Gramsci lesen. Einstiege in die Gefängnishefte

Hamburg: Argument 2013; 334 S.; brosch., 17,- €; ISBN 978-3-88619-356-1
In Teilen der Kultur‑ und Sprachwissenschaften schon lange Pflichtlektüre, gewinnen die Schriften Antonio Gramscis in den vergangenen Jahren auch in der Politikwissenschaft und Soziologie wieder zunehmend an Einfluss. Nicht nur, aber insbesondere Gramscis Auslegung von Hegemonie wird vermehrt herangezogen, um das Verständnis zeitgenössischer – politischer wie ökonomischer – Umbrüche und Entwicklungen zu erleichtern.

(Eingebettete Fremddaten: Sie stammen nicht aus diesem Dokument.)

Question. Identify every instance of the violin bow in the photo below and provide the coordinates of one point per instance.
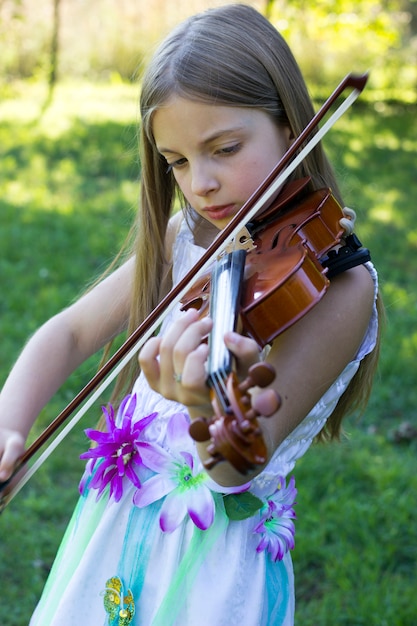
(257, 201)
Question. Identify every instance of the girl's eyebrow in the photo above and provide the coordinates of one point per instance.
(216, 135)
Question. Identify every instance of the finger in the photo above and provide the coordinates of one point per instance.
(191, 339)
(245, 349)
(149, 362)
(194, 370)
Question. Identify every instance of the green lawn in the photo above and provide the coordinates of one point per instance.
(68, 183)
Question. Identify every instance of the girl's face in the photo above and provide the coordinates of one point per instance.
(219, 155)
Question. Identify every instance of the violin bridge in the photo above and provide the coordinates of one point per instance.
(242, 241)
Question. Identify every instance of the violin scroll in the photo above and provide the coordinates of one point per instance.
(235, 434)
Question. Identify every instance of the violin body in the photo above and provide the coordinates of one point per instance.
(283, 277)
(282, 280)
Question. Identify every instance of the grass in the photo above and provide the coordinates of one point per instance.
(68, 183)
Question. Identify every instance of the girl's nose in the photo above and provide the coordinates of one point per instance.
(203, 182)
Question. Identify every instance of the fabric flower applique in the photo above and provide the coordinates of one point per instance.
(180, 478)
(119, 607)
(118, 450)
(276, 526)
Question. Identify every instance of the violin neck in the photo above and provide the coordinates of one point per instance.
(226, 284)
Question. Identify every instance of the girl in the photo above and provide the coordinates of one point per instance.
(156, 539)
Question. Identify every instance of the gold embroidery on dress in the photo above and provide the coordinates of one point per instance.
(119, 607)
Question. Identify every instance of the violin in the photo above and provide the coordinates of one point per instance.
(268, 286)
(257, 205)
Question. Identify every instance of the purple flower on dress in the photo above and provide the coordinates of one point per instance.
(180, 478)
(276, 527)
(117, 451)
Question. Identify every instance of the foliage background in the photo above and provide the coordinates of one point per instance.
(68, 189)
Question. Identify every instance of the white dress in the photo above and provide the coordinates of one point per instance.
(146, 560)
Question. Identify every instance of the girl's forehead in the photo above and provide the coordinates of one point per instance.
(183, 117)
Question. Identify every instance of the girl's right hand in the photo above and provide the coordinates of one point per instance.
(12, 446)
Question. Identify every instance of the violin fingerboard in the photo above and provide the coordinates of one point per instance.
(226, 284)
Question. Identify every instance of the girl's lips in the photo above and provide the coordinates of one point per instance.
(220, 212)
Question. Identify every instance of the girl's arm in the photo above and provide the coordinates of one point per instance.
(307, 358)
(54, 352)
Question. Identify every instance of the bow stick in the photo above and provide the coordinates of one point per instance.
(258, 201)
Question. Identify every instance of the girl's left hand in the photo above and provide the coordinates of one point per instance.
(174, 365)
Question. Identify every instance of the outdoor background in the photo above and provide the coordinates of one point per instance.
(69, 84)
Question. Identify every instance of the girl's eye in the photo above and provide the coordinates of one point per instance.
(230, 149)
(175, 164)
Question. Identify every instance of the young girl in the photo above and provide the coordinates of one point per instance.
(156, 539)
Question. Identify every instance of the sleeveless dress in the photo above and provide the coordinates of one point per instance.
(161, 544)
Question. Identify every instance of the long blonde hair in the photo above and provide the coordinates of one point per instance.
(228, 56)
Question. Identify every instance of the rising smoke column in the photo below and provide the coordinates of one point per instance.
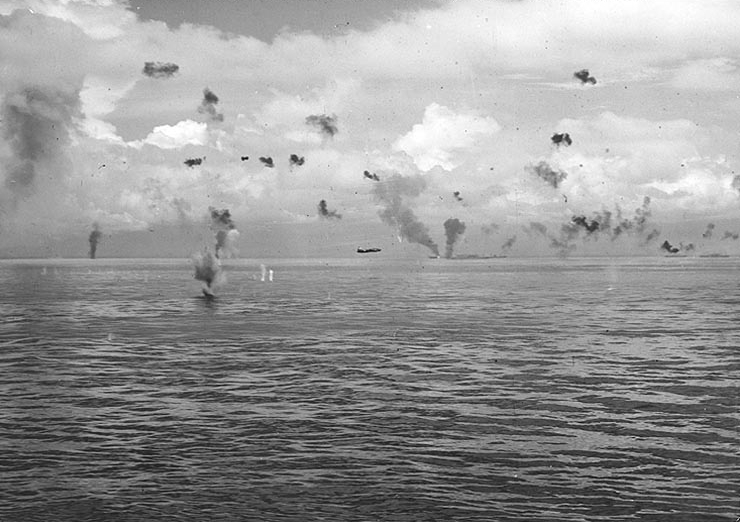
(584, 76)
(398, 214)
(226, 232)
(544, 171)
(93, 239)
(325, 213)
(208, 105)
(454, 228)
(326, 125)
(669, 248)
(160, 69)
(508, 243)
(35, 122)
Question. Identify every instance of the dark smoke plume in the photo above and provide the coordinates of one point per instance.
(398, 214)
(160, 69)
(560, 139)
(267, 162)
(36, 123)
(585, 77)
(208, 269)
(545, 172)
(508, 243)
(489, 228)
(325, 213)
(93, 239)
(736, 183)
(669, 248)
(192, 162)
(454, 228)
(327, 125)
(226, 232)
(536, 228)
(208, 105)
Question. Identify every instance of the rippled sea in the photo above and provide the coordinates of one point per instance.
(363, 389)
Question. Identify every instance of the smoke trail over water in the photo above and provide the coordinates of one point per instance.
(396, 213)
(93, 239)
(454, 228)
(36, 123)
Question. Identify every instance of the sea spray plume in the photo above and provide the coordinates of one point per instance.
(267, 162)
(295, 160)
(454, 228)
(325, 213)
(396, 213)
(226, 232)
(36, 123)
(192, 162)
(208, 105)
(561, 139)
(372, 176)
(544, 171)
(508, 243)
(584, 76)
(160, 69)
(208, 269)
(669, 248)
(93, 239)
(326, 125)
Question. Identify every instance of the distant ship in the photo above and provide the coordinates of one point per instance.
(476, 256)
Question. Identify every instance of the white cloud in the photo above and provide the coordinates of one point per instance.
(442, 134)
(186, 132)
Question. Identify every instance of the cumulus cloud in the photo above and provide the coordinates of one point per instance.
(442, 134)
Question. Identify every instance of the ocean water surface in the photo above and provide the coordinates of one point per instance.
(367, 389)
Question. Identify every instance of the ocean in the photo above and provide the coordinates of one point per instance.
(372, 390)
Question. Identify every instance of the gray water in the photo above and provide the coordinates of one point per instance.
(505, 389)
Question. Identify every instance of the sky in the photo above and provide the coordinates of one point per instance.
(450, 107)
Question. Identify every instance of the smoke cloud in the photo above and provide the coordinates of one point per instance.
(544, 171)
(396, 212)
(372, 176)
(326, 125)
(508, 243)
(93, 239)
(454, 228)
(192, 162)
(226, 232)
(208, 105)
(669, 248)
(267, 161)
(295, 160)
(160, 69)
(325, 213)
(36, 123)
(584, 76)
(560, 139)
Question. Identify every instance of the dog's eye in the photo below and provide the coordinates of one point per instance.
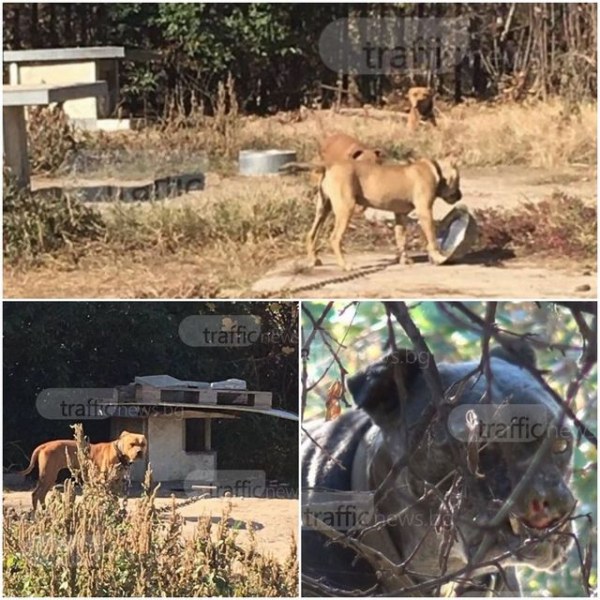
(560, 445)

Gramscis Hauptwerk, die sogenannten Gefängnishefte, besteht aus einer zehnbändigen Ansammlung von einzelnen Einlassungen und Notizen, die während der Haft des italienischen Kommunisten entstanden sind und erst in ihrer Gesamtschau ein einigermaßen komplettes Bild ergeben. Wer auf Gramscis Analysen aufbaut, greift deshalb in der Regel entweder auf Sekundärliteratur oder auf die 1971 zuerst in englischer Sprache erschienenen „Selections from the Prison Notebooks“ zurück – beide Vorgehensweisen bleiben notwendigerweise selektiv und leisten Verkürzungen und Missverständnissen Vorschub. Nun kann man den wenigsten Interessierten zumuten, sich mit zehn Bänden Gefängnisheften für ein Forschungsfreisemester zurückzuziehen. Deshalb möchten die Herausgeber_innen mit diesem Sammelband eine Einstiegshilfe in die Gramsci‑Lektüre schaffen. In zwölf thematischen Abteilungen wird jeweils zunächst eine Einführung in Gramscis Denken mit Blick auf das jeweilige Stichwort vorgelegt, gefolgt von einer Zusammenstellung zentraler Passagen aus den Originaltexten. Die Einführungen sind dabei bewusst kurz gehalten, um den Leser_innen zwar einerseits das für ein Verständnis der Textstellen notwendige Vorwissen an die Hand zu geben, ihnen bei der unerlässlichen Originallektüre aber dennoch eine eigenständige Interpretation zu ermöglichen. Natürlich ist auch die hier vorgelegte Zusammenstellung der Paragrafen zwangsläufig selektiv, wie die Herausgeber_innen selbst betonen. Sie halten es für unerlässlich, zur Vertiefung weitere Primär‑ wie Sekundärliteratur zu Rate zu ziehen. Umso bedauerlicher ist es, dass darauf verzichtet wurde, zum Abschluss jeder thematischen Abteilung einen kurzen Verweis auf weitere hilfreiche Textstellen, vertiefende Sekundärliteratur zum Thema sowie eventuell konkurrierende Interpretationen anzufügen. Ungeachtet dieses Kritikpunktes bietet das Buch einen der besten verfügbaren Einstiege in das Werk Antonio Gramscis und ist für das Selbststudium gleichermaßen geeignet wie für die Arbeit in Lesegruppen.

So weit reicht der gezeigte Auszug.